What a script may export
Two forms are accepted. Export an async function and the runner calls it with a
ctx and awaits the returned promise:
// digest.every.30m.cron.js
module.exports = async (ctx) => {
const rows = await collectSince(ctx.firedAt);
await sendDigest(rows);
};
Or do the work at the top level — the run is the module's own execution, and completion is process exit:
// heartbeat.every.1m.cron.js
const os = require('os');
console.log('load', os.loadavg()[0]);
Prefer the exported-function form when the work is asynchronous: the runner can await it, hand it the
ctx, and know exactly when it finished. A synchronous export
(module.exports = (ctx) => {…}) is also fine — anything not returning a promise is
treated as done the moment it returns.
The ctx object
The runner passes one argument to an exported function proposed:
| Field | Type | Meaning |
|---|---|---|
name | string | The job's
base name — e.g. digest. Shared by every
file with the same base name. |
firedAt | Date | The scheduled instant this run
represents. Use it, not new Date(), when a run needs to reason about "its" time — it
stays stable even if the run starts a moment late. |
signal | AbortSignal | Tripped when the runner is
shutting down or otherwise cancelling. Check ctx.signal.aborted, or pass it to
fetch and other abortable APIs, so a long job can stop cleanly. |
module.exports = async (ctx) => {
const res = await fetch(url, { signal: ctx.signal });
if (ctx.signal.aborted) return;
await save(ctx.name, ctx.firedAt, await res.json());
};
Success & failure
A run succeeds when its promise resolves, its synchronous body returns, or its top-level process exits zero. A run fails when it:
| Outcome | Result |
|---|---|
| Throws an uncaught error | Failed run — the error and stack are logged. |
| Returns a rejected promise | Failed run — the rejection reason is logged. |
| Exits with a non-zero code | Failed run — the exit code is recorded. |
Either way the run is recorded with its start time, stop time, duration, exit status and captured
stdout/stderr. A failure never retries automatically and never blocks the next
scheduled tick — the schedule simply continues. Pull the logs back with the client's
--pull-logs flag to see what happened.
The single-instance rule
Restated precisely: the runner holds at most one running process per base name at any instant, across all schedules. When a tick becomes due, the runner checks whether a run with that base name is still active; if one is, the new tick is dropped — it is not queued, delayed or coalesced. When the active run settles, the mutex is released and the next due tick may start. This is what makes the duplicate idiom safe and what causes a slow job to stretch its own cadence rather than overlap.

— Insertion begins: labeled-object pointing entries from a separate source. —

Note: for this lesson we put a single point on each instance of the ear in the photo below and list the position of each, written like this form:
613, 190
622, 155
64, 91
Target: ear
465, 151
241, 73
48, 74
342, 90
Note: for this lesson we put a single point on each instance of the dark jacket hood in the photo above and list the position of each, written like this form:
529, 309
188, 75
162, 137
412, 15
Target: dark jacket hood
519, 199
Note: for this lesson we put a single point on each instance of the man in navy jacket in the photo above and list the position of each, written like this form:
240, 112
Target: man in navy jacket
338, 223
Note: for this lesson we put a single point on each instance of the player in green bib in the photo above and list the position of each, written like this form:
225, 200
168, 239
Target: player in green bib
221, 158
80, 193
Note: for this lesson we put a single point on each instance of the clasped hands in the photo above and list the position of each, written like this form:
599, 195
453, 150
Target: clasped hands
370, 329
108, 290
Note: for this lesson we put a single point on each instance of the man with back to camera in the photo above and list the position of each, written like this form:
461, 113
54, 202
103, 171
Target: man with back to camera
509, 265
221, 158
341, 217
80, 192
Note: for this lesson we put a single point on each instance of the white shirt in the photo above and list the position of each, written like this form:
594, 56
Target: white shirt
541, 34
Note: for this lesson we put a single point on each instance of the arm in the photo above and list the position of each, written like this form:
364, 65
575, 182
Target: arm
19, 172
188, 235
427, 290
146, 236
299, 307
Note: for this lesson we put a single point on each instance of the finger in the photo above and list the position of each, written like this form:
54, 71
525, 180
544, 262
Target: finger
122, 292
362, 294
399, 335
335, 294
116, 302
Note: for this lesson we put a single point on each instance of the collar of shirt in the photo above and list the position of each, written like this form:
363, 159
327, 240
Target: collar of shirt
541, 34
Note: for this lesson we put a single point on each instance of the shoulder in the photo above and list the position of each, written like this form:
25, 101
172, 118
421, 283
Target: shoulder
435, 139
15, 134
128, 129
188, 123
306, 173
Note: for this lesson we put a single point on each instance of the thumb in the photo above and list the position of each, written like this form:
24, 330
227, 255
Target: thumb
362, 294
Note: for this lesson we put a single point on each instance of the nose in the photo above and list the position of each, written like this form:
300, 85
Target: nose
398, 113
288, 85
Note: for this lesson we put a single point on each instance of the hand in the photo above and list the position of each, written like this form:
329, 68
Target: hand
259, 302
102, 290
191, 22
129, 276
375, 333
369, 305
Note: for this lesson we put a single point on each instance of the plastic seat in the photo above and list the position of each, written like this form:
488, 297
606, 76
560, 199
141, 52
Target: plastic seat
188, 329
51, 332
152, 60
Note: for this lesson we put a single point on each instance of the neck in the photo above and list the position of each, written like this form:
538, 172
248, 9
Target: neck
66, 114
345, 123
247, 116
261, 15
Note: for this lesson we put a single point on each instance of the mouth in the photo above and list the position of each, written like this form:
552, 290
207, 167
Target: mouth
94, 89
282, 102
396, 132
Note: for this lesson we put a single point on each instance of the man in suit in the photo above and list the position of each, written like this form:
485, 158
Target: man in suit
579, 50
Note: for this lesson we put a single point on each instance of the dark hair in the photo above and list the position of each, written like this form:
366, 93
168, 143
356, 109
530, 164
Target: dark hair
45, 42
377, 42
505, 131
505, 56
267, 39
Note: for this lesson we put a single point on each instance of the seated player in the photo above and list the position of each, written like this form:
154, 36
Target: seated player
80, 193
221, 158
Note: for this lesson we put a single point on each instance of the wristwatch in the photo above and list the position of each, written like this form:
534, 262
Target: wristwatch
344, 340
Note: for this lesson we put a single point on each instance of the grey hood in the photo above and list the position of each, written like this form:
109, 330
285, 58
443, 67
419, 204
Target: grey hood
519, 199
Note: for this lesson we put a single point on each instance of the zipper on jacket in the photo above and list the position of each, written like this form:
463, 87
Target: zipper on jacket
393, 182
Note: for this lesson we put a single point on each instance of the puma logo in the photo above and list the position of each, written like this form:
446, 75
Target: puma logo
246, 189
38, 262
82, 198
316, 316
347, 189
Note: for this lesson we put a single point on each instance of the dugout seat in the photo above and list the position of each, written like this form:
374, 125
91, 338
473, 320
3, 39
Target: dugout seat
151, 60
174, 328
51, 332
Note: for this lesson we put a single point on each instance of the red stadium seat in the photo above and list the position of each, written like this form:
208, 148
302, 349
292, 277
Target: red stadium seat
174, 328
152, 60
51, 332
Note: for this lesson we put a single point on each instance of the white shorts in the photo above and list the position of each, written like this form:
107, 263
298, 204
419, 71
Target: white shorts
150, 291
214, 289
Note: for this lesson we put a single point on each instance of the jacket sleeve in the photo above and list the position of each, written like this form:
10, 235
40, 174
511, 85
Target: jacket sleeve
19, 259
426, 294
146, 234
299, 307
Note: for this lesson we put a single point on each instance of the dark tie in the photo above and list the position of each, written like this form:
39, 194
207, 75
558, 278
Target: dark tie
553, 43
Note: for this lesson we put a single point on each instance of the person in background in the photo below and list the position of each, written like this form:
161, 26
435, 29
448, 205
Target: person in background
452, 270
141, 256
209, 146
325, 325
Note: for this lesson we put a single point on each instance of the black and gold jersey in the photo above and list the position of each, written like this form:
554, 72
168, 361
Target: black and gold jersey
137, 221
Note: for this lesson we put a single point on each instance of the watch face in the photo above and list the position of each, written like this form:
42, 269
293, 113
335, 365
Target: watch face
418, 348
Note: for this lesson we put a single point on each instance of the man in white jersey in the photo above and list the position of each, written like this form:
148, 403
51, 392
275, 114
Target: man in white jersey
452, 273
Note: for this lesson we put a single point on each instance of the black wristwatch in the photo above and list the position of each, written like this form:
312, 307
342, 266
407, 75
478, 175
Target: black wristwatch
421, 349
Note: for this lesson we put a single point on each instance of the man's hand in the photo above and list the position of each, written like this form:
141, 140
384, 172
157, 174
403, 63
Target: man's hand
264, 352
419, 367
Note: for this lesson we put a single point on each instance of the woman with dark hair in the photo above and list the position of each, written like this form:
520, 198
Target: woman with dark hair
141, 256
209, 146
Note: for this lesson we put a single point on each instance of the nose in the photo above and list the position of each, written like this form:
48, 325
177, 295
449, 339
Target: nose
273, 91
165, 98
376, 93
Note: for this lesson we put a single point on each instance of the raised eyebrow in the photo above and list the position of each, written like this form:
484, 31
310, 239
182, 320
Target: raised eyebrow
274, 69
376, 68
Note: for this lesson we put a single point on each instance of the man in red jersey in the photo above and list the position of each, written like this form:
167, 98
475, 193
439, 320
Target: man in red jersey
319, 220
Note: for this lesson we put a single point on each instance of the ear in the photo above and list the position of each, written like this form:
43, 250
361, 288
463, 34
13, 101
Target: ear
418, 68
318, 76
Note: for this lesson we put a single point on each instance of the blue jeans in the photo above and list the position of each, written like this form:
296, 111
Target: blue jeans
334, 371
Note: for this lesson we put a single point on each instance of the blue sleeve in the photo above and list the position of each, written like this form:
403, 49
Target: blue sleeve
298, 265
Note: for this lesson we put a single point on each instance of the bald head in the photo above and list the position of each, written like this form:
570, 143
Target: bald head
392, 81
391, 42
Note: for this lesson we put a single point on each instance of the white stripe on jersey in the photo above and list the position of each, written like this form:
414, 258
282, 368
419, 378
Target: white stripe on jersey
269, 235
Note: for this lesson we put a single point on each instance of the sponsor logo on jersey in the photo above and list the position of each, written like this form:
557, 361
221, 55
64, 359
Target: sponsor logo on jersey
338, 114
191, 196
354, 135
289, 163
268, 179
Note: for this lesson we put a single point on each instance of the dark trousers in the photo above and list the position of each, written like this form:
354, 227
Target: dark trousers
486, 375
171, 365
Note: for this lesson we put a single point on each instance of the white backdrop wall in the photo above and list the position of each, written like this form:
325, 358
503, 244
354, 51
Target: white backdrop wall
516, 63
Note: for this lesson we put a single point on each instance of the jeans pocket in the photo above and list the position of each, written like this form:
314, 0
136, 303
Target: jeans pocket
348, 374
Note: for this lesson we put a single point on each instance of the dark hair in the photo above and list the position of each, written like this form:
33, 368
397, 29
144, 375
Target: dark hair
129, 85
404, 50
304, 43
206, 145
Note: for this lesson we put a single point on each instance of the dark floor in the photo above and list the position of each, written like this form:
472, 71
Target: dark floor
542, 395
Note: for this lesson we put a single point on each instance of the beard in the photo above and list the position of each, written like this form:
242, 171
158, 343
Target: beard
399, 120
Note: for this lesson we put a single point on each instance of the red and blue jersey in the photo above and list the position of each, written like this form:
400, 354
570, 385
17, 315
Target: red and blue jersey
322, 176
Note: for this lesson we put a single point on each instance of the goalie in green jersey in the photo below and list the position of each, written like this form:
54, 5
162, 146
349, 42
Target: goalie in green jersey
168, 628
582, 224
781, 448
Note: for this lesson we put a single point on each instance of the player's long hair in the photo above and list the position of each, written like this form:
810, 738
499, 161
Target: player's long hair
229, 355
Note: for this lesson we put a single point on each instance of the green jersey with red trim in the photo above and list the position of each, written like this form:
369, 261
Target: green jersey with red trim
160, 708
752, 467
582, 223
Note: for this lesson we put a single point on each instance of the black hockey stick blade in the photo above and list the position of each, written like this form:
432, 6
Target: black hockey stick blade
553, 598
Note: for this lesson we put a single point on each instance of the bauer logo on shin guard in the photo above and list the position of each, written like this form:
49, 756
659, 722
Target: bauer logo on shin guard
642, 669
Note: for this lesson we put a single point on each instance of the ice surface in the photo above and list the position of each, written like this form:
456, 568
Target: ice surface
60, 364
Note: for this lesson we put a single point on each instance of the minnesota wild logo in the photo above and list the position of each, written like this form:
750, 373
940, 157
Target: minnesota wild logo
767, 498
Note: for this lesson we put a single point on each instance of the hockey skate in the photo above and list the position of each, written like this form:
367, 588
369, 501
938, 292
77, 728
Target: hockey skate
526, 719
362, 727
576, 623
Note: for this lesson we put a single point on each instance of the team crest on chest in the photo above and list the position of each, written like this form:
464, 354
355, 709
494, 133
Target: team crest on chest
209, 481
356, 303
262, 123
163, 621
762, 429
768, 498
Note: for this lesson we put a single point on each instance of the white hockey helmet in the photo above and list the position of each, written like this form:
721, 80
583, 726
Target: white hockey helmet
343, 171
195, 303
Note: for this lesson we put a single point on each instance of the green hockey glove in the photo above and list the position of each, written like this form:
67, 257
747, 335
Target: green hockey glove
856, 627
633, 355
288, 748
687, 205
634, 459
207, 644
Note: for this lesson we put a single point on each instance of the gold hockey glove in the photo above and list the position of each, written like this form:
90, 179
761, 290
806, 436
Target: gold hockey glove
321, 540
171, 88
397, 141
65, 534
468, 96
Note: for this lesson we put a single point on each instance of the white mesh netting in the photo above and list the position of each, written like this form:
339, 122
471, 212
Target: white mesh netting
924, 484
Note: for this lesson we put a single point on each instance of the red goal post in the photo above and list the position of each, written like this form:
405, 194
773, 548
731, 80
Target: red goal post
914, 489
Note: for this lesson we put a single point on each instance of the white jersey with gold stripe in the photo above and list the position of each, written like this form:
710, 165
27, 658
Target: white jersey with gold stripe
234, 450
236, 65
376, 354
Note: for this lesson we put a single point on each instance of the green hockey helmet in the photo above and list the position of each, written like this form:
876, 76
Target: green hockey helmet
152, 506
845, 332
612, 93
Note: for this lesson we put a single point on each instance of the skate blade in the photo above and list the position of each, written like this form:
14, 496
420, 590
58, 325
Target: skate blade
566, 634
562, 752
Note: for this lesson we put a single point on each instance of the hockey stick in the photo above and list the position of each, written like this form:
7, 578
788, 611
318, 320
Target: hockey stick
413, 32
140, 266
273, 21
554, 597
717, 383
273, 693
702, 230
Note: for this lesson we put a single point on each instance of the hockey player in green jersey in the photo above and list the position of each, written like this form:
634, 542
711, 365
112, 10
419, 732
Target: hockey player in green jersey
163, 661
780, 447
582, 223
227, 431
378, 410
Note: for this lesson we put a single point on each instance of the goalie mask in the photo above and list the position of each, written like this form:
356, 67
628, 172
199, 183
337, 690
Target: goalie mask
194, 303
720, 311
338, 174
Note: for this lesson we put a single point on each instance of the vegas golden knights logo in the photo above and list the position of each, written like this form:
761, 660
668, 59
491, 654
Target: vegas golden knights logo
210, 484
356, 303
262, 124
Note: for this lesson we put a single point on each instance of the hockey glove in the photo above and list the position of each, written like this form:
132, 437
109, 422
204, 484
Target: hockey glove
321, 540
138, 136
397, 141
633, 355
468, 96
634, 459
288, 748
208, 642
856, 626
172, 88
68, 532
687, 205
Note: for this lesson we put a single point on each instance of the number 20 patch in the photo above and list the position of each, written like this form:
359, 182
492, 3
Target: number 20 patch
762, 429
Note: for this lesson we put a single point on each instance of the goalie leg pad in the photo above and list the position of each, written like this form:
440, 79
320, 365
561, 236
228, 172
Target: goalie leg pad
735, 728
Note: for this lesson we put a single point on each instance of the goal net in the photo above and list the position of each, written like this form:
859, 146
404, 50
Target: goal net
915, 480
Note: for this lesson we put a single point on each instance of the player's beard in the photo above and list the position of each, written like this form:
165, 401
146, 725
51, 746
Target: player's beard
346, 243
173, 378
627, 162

Supporting modules & resolution
Only top-level, schedule-named files are entry points. Any other file or sub-folder is a supporting
module: synced with the tree and imported normally, never invoked on its own.
require/import resolve exactly as they would in a normal Node project rooted at
the content root — relative paths resolve against the importing file, and a node_modules
folder in the tree is honoured.
// report.daily.09.cron.js
const { format } = require('./lib/format'); // a supporting module
const { send } = require('./lib/mailer');
module.exports = async (ctx) => {
await send(format(await gather(ctx.firedAt)));
};
See the Files reference for exactly which paths are entry points, which are supporting files, and which are ignored.
Secrets — _env.json
Secrets should not live in synced files. The convention proposed is an
_env.json at the content root: the leading _ means it is
never synced, so it stays on the server, out of the mirrored tree and
out of version control. The runner reads it and makes its values available to jobs.
// _env.json (lives only on the server; never uploaded)
{
"STRIPE_KEY": "sk_live_…",
"DIGEST_WEBHOOK": "https://hooks.example.com/…"
}
How exactly the values reach a job — as environment variables, or on ctx — is part of the
open runtime & secrets question. The stable part is the file: an
underscore-prefixed _env.json you keep on the server by hand.